Senza una decisa accelerazione, l’UE non raggiungerà gli obiettivi del 50% di riciclo degli imballaggi in plastica entro il 2025 e del 55% entro il 2030, adottati appena due anni fa. E’ l’analisi della Corte dei Conti UE, che ha passato in rassegna le opportunità e le carenze del quadro normativo europeo in materia. E’ “una sfida difficilissima”, ha detto Samo Jereb, responsabile dell’analisi.

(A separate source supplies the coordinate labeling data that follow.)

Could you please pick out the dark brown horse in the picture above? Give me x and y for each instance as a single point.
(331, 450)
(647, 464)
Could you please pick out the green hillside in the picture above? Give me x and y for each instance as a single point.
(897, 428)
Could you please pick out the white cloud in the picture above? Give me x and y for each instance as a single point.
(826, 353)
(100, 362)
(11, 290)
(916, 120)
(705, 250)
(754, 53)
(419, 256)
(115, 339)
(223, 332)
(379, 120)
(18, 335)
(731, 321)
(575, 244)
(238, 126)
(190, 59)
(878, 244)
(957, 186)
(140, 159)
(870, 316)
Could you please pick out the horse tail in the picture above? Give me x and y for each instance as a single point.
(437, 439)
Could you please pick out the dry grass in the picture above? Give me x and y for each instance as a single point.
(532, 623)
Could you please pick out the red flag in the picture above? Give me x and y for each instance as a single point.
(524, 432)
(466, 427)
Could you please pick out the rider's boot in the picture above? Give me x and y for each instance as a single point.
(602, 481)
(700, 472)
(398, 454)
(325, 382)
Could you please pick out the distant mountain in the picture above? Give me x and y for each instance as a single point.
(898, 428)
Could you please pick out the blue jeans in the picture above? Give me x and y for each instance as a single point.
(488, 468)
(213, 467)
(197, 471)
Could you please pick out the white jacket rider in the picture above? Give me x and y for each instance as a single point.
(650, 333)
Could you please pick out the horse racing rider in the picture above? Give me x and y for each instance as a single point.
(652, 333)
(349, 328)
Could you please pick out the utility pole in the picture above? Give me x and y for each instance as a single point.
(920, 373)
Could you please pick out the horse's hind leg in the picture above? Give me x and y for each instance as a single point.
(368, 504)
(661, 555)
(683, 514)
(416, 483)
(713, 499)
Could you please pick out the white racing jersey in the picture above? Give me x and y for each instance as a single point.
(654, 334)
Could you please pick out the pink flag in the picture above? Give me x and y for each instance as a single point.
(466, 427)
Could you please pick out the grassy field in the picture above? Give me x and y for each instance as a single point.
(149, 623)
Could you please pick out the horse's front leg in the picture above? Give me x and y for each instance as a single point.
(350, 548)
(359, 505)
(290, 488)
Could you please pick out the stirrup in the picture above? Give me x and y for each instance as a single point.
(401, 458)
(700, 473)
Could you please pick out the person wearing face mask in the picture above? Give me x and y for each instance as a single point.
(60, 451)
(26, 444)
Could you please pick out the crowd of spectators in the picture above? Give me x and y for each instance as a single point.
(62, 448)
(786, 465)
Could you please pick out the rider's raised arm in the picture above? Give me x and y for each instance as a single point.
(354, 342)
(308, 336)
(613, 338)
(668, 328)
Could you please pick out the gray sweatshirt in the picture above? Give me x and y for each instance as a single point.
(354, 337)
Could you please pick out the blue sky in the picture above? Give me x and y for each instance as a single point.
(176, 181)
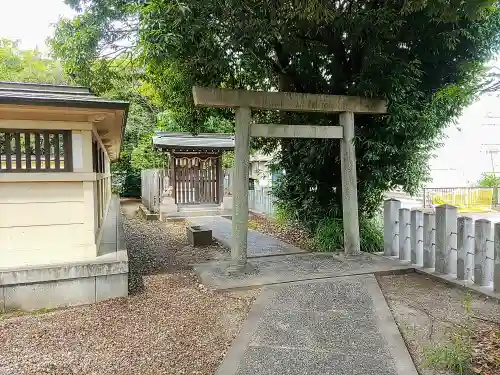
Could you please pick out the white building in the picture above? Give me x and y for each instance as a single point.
(471, 146)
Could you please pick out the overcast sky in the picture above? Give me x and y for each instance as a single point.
(31, 21)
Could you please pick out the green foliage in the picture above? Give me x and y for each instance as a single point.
(18, 65)
(455, 355)
(489, 180)
(144, 157)
(329, 235)
(425, 57)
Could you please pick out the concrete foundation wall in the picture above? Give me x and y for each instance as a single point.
(40, 221)
(72, 283)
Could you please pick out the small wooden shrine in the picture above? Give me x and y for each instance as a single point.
(195, 174)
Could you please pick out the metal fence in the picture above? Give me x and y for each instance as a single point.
(152, 186)
(464, 198)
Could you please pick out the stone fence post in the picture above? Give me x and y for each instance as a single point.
(417, 237)
(404, 234)
(429, 240)
(446, 239)
(465, 248)
(391, 227)
(483, 253)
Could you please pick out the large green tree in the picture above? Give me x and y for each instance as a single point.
(24, 65)
(425, 57)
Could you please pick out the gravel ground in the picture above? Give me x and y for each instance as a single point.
(170, 325)
(429, 312)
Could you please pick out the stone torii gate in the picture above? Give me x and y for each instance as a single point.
(244, 101)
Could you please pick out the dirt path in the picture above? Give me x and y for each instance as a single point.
(171, 325)
(429, 312)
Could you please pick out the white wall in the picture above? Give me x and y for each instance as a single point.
(464, 157)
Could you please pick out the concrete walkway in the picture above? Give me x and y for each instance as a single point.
(312, 317)
(340, 327)
(258, 244)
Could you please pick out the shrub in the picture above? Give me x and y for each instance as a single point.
(329, 235)
(455, 355)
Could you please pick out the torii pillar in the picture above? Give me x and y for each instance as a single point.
(243, 101)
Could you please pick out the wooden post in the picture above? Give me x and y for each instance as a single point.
(240, 190)
(349, 185)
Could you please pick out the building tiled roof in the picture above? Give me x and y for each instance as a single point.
(188, 142)
(54, 95)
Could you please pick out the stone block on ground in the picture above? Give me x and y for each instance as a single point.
(198, 236)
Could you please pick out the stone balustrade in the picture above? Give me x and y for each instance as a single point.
(456, 247)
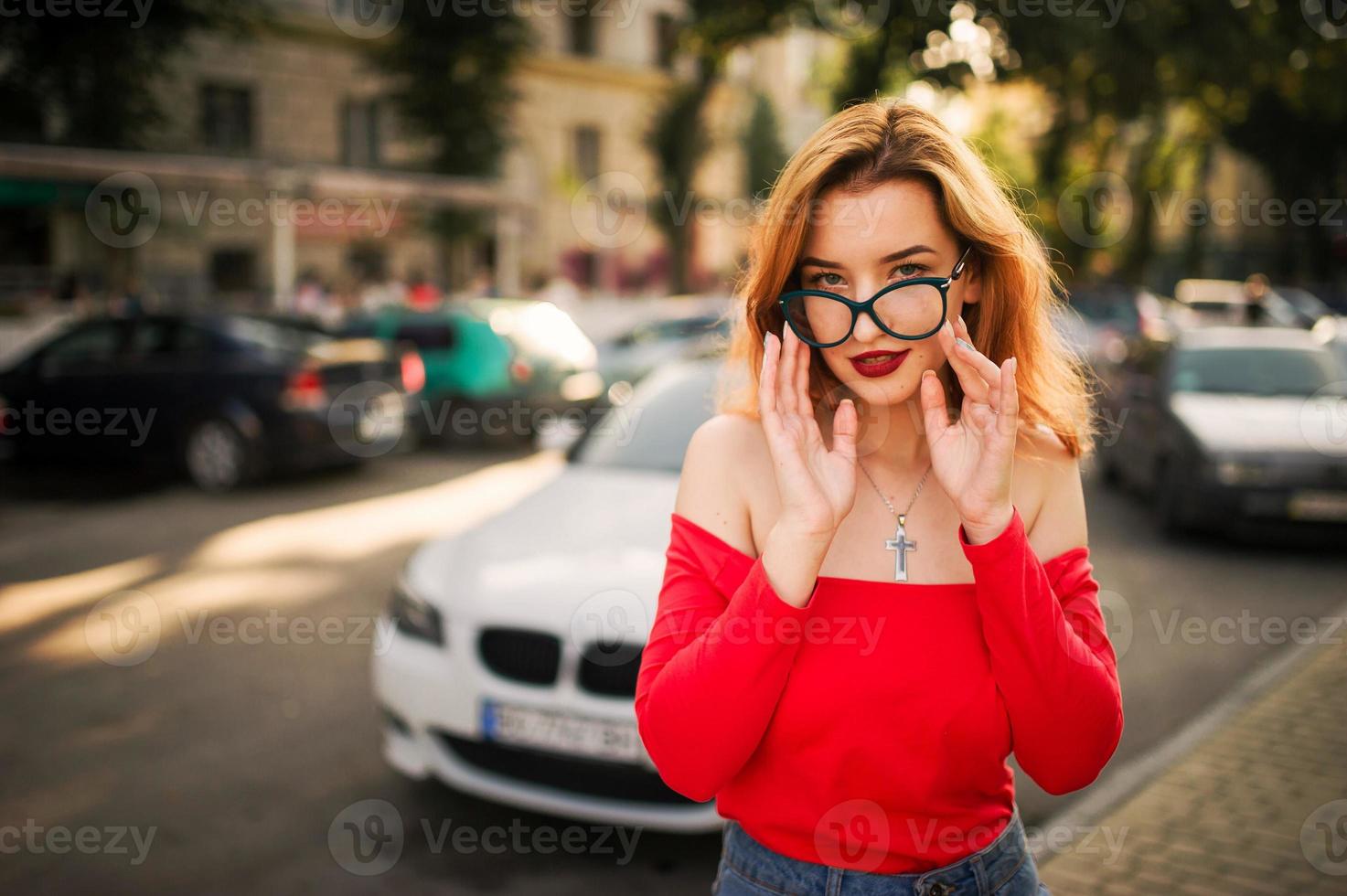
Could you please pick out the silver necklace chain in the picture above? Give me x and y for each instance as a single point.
(914, 495)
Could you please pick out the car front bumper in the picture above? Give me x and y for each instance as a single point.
(432, 699)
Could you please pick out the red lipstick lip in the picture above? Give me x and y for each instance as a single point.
(879, 369)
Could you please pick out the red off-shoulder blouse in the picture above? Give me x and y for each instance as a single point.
(871, 728)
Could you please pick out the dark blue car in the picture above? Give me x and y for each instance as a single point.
(224, 398)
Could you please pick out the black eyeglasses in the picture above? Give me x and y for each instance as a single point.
(911, 309)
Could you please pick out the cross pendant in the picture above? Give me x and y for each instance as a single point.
(900, 546)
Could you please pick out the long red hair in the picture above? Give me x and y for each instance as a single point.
(871, 143)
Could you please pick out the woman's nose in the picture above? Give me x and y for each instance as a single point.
(865, 329)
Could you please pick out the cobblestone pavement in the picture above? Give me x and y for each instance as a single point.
(1257, 807)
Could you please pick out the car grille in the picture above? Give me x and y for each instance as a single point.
(575, 775)
(520, 655)
(611, 670)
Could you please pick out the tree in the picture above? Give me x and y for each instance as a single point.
(1147, 96)
(763, 151)
(678, 135)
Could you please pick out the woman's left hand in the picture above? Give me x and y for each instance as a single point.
(973, 457)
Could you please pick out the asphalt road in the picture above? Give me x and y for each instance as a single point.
(219, 762)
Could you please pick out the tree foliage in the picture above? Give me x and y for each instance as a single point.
(82, 80)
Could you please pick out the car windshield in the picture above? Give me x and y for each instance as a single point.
(651, 432)
(1255, 371)
(1106, 304)
(273, 335)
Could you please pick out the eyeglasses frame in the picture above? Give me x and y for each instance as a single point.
(868, 306)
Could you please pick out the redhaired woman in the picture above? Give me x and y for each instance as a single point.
(877, 585)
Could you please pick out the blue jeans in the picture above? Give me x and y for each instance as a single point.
(1001, 868)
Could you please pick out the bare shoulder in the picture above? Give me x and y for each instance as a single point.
(1047, 484)
(718, 477)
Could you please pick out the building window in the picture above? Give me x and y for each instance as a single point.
(586, 161)
(583, 33)
(360, 133)
(233, 270)
(227, 117)
(666, 39)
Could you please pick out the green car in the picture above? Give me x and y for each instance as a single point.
(508, 361)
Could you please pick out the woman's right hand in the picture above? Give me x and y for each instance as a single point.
(817, 485)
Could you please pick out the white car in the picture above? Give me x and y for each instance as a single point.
(512, 670)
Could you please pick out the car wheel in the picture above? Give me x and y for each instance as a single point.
(216, 455)
(1171, 499)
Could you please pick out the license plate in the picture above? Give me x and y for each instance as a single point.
(1318, 506)
(561, 731)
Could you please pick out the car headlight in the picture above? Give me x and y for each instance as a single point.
(1242, 474)
(412, 616)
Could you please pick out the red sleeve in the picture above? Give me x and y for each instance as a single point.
(714, 666)
(1051, 657)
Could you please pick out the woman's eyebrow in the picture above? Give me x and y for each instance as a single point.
(893, 256)
(903, 253)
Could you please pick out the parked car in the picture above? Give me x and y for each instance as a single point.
(225, 398)
(1301, 306)
(629, 356)
(1227, 304)
(489, 353)
(1218, 426)
(1104, 320)
(495, 682)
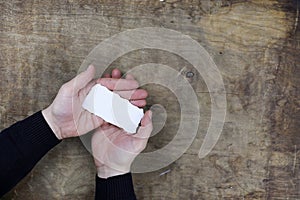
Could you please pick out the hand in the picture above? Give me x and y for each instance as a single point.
(113, 149)
(65, 115)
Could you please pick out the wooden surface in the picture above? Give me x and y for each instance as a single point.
(256, 46)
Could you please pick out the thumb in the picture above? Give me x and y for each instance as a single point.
(82, 79)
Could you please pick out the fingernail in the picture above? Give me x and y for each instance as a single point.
(90, 66)
(150, 114)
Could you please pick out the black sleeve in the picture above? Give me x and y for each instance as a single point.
(21, 146)
(115, 188)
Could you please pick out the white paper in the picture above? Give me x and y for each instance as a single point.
(113, 108)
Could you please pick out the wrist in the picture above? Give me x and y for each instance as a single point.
(47, 114)
(107, 172)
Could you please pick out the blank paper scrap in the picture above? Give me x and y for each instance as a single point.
(113, 108)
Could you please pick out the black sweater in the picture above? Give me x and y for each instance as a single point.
(23, 144)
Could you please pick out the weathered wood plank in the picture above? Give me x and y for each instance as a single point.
(254, 43)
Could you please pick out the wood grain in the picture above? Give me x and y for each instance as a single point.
(255, 44)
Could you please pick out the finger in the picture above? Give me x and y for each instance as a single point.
(107, 75)
(118, 84)
(146, 127)
(129, 77)
(147, 119)
(133, 94)
(82, 79)
(83, 92)
(139, 103)
(116, 73)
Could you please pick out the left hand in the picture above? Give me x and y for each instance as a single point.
(113, 149)
(65, 115)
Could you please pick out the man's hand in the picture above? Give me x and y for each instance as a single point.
(113, 149)
(65, 115)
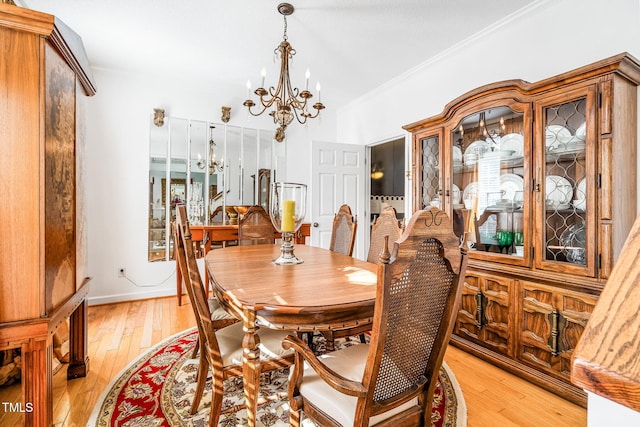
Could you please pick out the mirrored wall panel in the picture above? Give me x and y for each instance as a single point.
(217, 170)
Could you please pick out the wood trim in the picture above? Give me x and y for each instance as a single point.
(623, 63)
(66, 41)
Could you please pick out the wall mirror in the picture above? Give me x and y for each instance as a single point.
(217, 170)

La pandemia Covid-19, ha aggiunto, ha fatto “rinascere le abitudini dell’usa e getta” e “dimostra che la plastica continuerà ad essere un pilastro delle nostre economie, ma anche una minaccia ambientale sempre più grave”. L’UE può vantare il tasso di riciclo complessivo di plastiche più alto tra le economie avanzate. Ma per quanto riguarda gli imballaggi, quasi un terzo di questa percentuale rappresenta le quantità spedite in paesi non-UE per essere riciclate. L’effetto combinato delle norme più rigorose approvate nel 2018 sul conteggio delle quantità riciclate, e della Convenzione di Basilea, che fissa condizioni più rigide per l’invio di rifiuti di plastica all’estero, “ridurranno il tasso di riciclaggio comunicato nell’UE dal 42% di oggi a circa il 30%”, sottolinea il rapporto. Uno dei rischi è alimentare il traffico illegale di rifiuti in Europa.
“In alcuni Stati membri i rifiuti spariscono” dice Samo Jereb. Secondo il rapporto, il 13% di tutti i rifiuti non pericolosi scompare dal mercato legale. Per i rifiuti pericolosi, la percentuale sale al 33%. Il rapporto ricorda l’operazione Green Tuscany dell’Europol, che ha scoperto un gruppo organizzato di un centinaio di persone trasportare illegalmente rifiuti di plastica dall’Italia alla Cina passando per la Slovenia. “Guardando i dati sull’import ed export, Paesi come la Slovenia si presentano come un classico paese di transito – prosegUE Jareb – ma anche Germania, Regno Unito, Olanda sono grandi traders e a volte non è chiaro dove vadano a finire i rifiuti”.